Cette formule est fausse : toutes les études sérieuses qui portent sur la situation du français au Québec démontrent que l’attractivité du cégep anglais a pour conséquence d’angliciser une partie importante des jeunes allophones et francophones. 

Nombreux sont les grands intellectuels du Québec à adjurer le gouvernement d’appliquer la loi 101 au cégep, une mesure hautement nécessaire à la survie du Québec français. 

Un choix de vie 

M. Roberge vit encore dans l’esprit des années 1970, où, en plein débat sur la loi 101, les concepteurs de la loi phare du Québec croyaient que l’obligation de faire un parcours scolaire au primaire et au secondaire en français pour les non-anglophones suffirait à garantir l’avenir du français. 

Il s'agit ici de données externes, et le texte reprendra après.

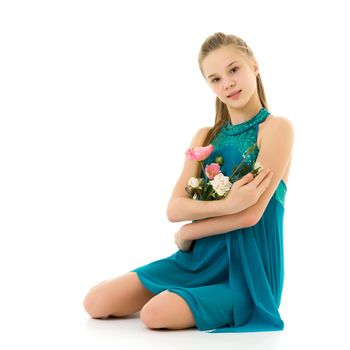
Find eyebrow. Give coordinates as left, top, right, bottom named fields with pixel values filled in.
left=207, top=61, right=237, bottom=79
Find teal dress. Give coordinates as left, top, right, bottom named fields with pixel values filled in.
left=131, top=108, right=287, bottom=333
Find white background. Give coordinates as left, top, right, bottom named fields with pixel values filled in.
left=0, top=0, right=350, bottom=349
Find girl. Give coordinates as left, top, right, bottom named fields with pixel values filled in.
left=84, top=32, right=294, bottom=333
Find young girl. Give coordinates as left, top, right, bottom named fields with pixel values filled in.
left=84, top=32, right=294, bottom=333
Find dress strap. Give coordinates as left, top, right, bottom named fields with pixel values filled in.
left=222, top=107, right=271, bottom=136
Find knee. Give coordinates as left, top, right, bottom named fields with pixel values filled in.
left=140, top=303, right=161, bottom=329
left=83, top=288, right=108, bottom=318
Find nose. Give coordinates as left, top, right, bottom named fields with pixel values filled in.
left=224, top=79, right=236, bottom=90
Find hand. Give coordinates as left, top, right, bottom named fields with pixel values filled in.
left=175, top=226, right=193, bottom=252
left=222, top=169, right=273, bottom=214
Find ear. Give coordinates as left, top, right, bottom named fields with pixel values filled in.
left=252, top=57, right=259, bottom=75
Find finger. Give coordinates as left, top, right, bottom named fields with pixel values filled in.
left=257, top=170, right=273, bottom=191
left=252, top=168, right=270, bottom=187
left=234, top=173, right=253, bottom=187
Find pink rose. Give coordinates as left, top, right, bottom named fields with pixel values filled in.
left=185, top=144, right=214, bottom=161
left=205, top=163, right=221, bottom=180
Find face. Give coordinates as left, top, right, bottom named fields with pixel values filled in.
left=202, top=45, right=258, bottom=108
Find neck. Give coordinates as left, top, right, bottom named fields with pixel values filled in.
left=227, top=91, right=263, bottom=125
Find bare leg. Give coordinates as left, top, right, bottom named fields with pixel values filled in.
left=84, top=272, right=156, bottom=318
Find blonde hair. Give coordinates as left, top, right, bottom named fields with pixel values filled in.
left=198, top=32, right=268, bottom=146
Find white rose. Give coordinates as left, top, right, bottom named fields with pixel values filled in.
left=188, top=176, right=200, bottom=188
left=254, top=162, right=264, bottom=174
left=209, top=173, right=232, bottom=196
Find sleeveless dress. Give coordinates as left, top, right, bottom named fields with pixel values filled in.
left=131, top=108, right=287, bottom=333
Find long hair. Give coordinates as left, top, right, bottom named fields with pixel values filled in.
left=198, top=32, right=268, bottom=146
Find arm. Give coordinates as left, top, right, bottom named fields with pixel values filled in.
left=180, top=208, right=255, bottom=240
left=168, top=197, right=228, bottom=222
left=181, top=117, right=294, bottom=240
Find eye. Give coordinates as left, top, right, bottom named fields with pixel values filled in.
left=211, top=67, right=238, bottom=83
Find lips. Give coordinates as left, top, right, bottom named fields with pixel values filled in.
left=227, top=90, right=241, bottom=97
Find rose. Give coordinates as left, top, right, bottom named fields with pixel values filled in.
left=185, top=144, right=214, bottom=161
left=187, top=176, right=200, bottom=188
left=209, top=173, right=232, bottom=196
left=205, top=163, right=221, bottom=180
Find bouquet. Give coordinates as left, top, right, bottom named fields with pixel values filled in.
left=185, top=143, right=263, bottom=201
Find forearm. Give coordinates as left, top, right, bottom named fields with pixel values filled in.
left=181, top=210, right=253, bottom=240
left=167, top=197, right=228, bottom=222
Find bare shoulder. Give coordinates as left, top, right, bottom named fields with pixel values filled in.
left=263, top=115, right=294, bottom=137
left=191, top=126, right=212, bottom=147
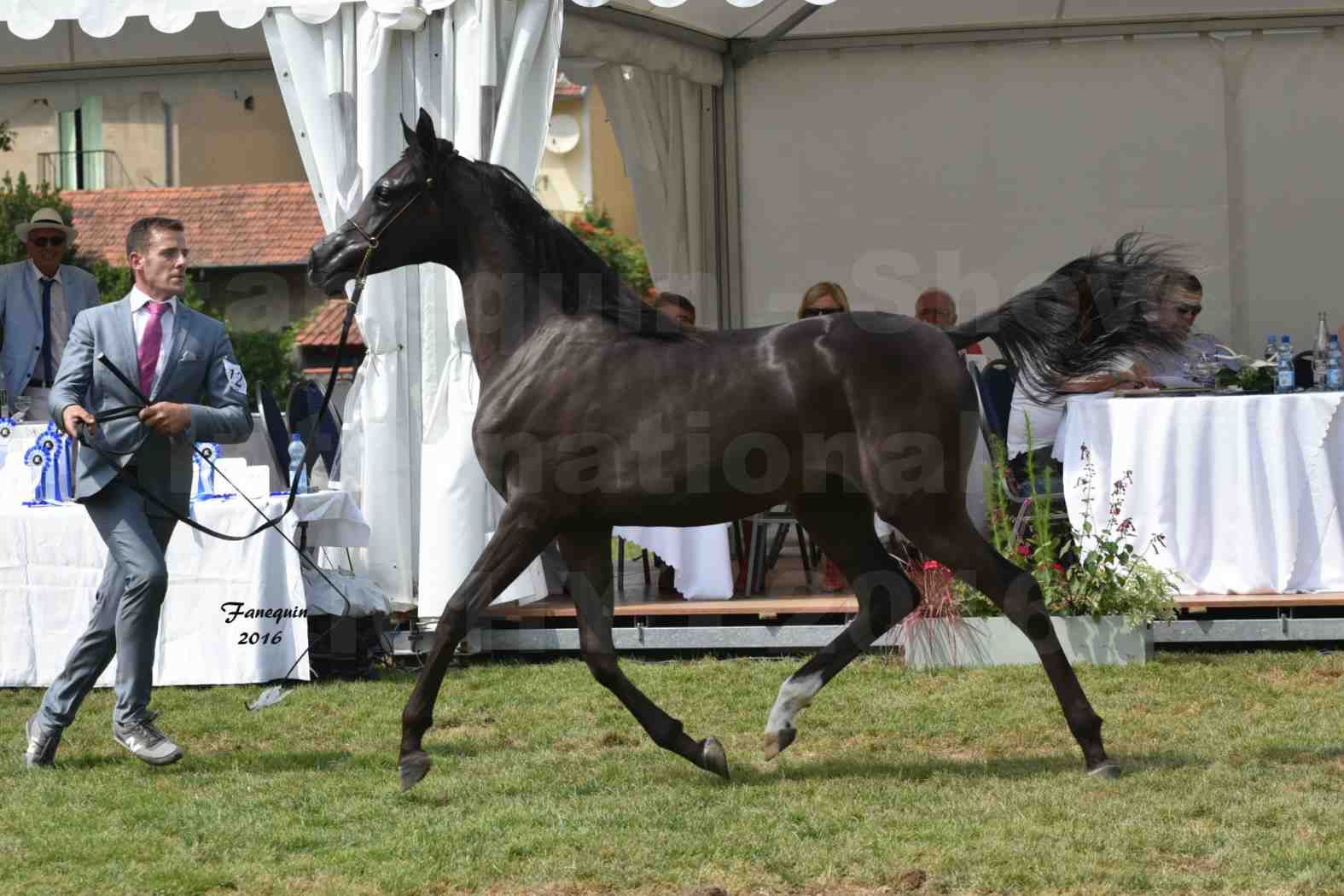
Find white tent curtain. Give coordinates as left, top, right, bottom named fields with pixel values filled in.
left=265, top=0, right=561, bottom=615
left=593, top=63, right=718, bottom=315
left=418, top=0, right=563, bottom=618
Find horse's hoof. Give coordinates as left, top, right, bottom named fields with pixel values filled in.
left=701, top=737, right=731, bottom=781
left=397, top=749, right=430, bottom=794
left=765, top=728, right=799, bottom=762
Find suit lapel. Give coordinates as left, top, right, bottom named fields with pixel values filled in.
left=108, top=293, right=140, bottom=397
left=150, top=297, right=191, bottom=399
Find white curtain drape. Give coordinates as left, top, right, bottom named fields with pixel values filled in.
left=593, top=63, right=719, bottom=315
left=418, top=0, right=563, bottom=618
left=264, top=4, right=451, bottom=604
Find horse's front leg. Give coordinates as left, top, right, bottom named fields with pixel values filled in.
left=561, top=527, right=729, bottom=777
left=398, top=498, right=555, bottom=790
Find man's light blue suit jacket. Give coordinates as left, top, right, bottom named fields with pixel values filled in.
left=0, top=260, right=101, bottom=395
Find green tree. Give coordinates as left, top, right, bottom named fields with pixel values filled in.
left=0, top=172, right=75, bottom=265
left=570, top=203, right=655, bottom=298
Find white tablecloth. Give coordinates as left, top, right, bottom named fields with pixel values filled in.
left=1055, top=393, right=1344, bottom=594
left=0, top=492, right=369, bottom=686
left=615, top=522, right=732, bottom=601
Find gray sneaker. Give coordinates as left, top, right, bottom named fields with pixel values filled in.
left=112, top=712, right=182, bottom=765
left=23, top=714, right=61, bottom=768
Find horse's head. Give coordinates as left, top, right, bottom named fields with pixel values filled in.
left=308, top=109, right=479, bottom=294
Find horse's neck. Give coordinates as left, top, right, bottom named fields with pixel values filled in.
left=463, top=246, right=561, bottom=386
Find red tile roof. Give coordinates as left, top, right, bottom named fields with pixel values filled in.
left=61, top=182, right=325, bottom=267
left=294, top=298, right=364, bottom=346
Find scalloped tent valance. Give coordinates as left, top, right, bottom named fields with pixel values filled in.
left=0, top=0, right=453, bottom=40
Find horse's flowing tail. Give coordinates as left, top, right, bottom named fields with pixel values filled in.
left=947, top=234, right=1190, bottom=398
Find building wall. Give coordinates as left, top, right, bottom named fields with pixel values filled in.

La société québécoise a évolué depuis toutes ces décennies : l’école postsecondaire a pris une place grandissante dans la formation professionnelle des nouvelles générations. La langue dans laquelle un jeune étudie après l’école secondaire influence considérablement son choix de langue pour son insertion professionnelle. 

Le chercheur Frédéric Lacroix l’a bien montré : la langue choisie au cégep est un choix de vie. Nous savons aujourd’hui que, malgré l’effort sincère de leurs concepteurs, la loi 101 fut un échec, car elle n’a pas réussi à établir le français comme langue de convergence. Bien au contraire, le Québec contemporain voit sa langue nationale reculer année après année de manière structurelle, de telle sorte que le point de basculement vers la folklorisation de la langue française approche à grands pas. 

Pas de demi-mesures 

Nous n’avons plus le luxe des demi-mesures. Le gouvernement du Québec bénéficie d’une majorité parlementaire confortable et d’un appui populaire très large pour le renforcement des dispositions législatives sur le français. 

Un homme d’État a le devoir de gouverner selon une certaine vision qu’il porte de sa civilisation et de sa nation. Le Québec porte en lui l’histoire de ces Français d’Amérique qui ont refusé de capituler. Plus encore, à l’heure du rouleau compresseur de l’uniformisation culturelle, les Québécois forment une résistance admirable à la défense des petites nations. 

Le parti au pouvoir à Québec a prouvé sa capacité à faire des gestes d’affirmation collectifs qui marquent leur empreinte sur les consciences. Encore faut-il que ces derniers s’inscrivent dans l’histoire longue d’un Québec qui se lève de sa torpeur et de ses éternels complexes de minoritaire. 

La responsabilité qui pèse sur les épaules de nos gouvernants est présentement immense : peut-être ne l’a-t-elle jamais autant été. La décision finale qu’ils prendront aura des conséquences lourdes sur le seul « foyer lumineux de l’Amérique française ». 

Reculeront-ils vraiment par peur de subir les foudres des journaux canadiens-anglais qui entretiennent la paranoïa de « l’apartheid anglophone » ? 

René Lévesque nous a laissé ces mots d’une justesse incommensurable : « Il est un temps où le courage et l’audace tranquilles deviennent pour un peuple aux moments clés de son existence la seule forme de prudence convenable. S’il n’accepte pas alors le risque calculé des grandes étapes, il peut manquer sa carrière à tout jamais, exactement comme l’homme qui a peur de la vie. » 

Espérons que nos élus en prennent note.